While the paper describes the functionality of Kerblam!, more details regarding its implementation would strengthen the technical soundness. This could include: 1) Specifics about the Rust implementation (e.g., use of libraries, design patterns); 2) Explanation of how shell subprocesses are managed to interact with different workflow managers;

Discussion of security aspects (e.g., access control, data encryption) is missing. This would be beneficial for a tool intended for scientific collaborations.

The paper provides enough information to understand the core concepts and rationale behind Kerblam! and to reproduce the analysis of existing project structures.

The authors state that the raw data underlying their results are available on Zenodo. This is a significant strength, as it allows for full reproducibility of the analysis of existing project templates. The Zenodo link allows a reader to verify the analysis steps and the resulting frequency graph presented in the paper. This commitment to data availability significantly enhances the reproducibility of the research.

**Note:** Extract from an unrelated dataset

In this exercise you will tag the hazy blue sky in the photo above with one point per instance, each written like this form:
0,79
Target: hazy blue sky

The conclusions are generally supported by the findings, but a comparison with other existing tools or methods for data analysis project management would further solidify the conclusions about Kerblam!'s unique contributions.

Is the rationale for developing the new method (or application) clearly explained?

Yes

Is the description of the method technically sound?

Partly

Are the conclusions about the method and its performance adequately supported by the findings presented in the article?

Partly

If any results are presented, are all the source data underlying the results available to ensure full reproducibility?

Yes

Are sufficient details provided to allow replication of the method development and its use by others?

Yes

Reviewer Expertise:

Open Science, Information Technologies

I confirm that I have read this submission and believe that I have an appropriate level of expertise to confirm that it is of an acceptable scientific standard.

Visentin

Luca

Department of Life Sciences, University of Turin, Turin, Italy

Competing interests: No competing interests were disclosed.

25 3 2025

We kindly thank you for your detailed review. We also appreciate your highlighting of the reproducibility of our analysis, and we hope Kerblam! was useful to you in checking it. We have submitted a second version of the article now, hoping to address at least some of your concerns.

While the article is aimed at researchers somewhat familiar with technical terminology, we wanted to keep it as accessible as possible to a wide range of skill levels. For this reason, we have kept discussions of the implementation details to a minimum in the article. In any case, Kerblam! is open source, and the contributing guide ( https://github.com/MrHedmad/kerblam/blob/main/CONTRIBUTING.md) can be used as an entry point to dive into the implementation. The code is as modular as possible, and we hope that docstrings and various comments make it understandable.

In the second versions of the paper, we have added a short paragraph specifying how Kerblam! handles starting other workflow managers. We are still, however, not including too many information in this regard due to the aforementioned accessibility concerns.

Regarding data security and encryption, Kerblam! is an exclusively locally-executed tool that ***is*** specifically used to manage workflows, so encryption is outside of its scope. In any case, cryptographic signing of Kerblam! replay packages is a feature we are currently exploring, so that users can be sure that they are replaying the original replay package.

It is indeed true that our original paper did not include any comparison with existing tools. In the second version, we have added a new section comparing Kerblam! with similar tools, highlighting its relative strengths and weaknesses.

We hope you will enjoy the second version of the paper, and we are open to any technical suggestions either here or directly in the Kerblam! repository.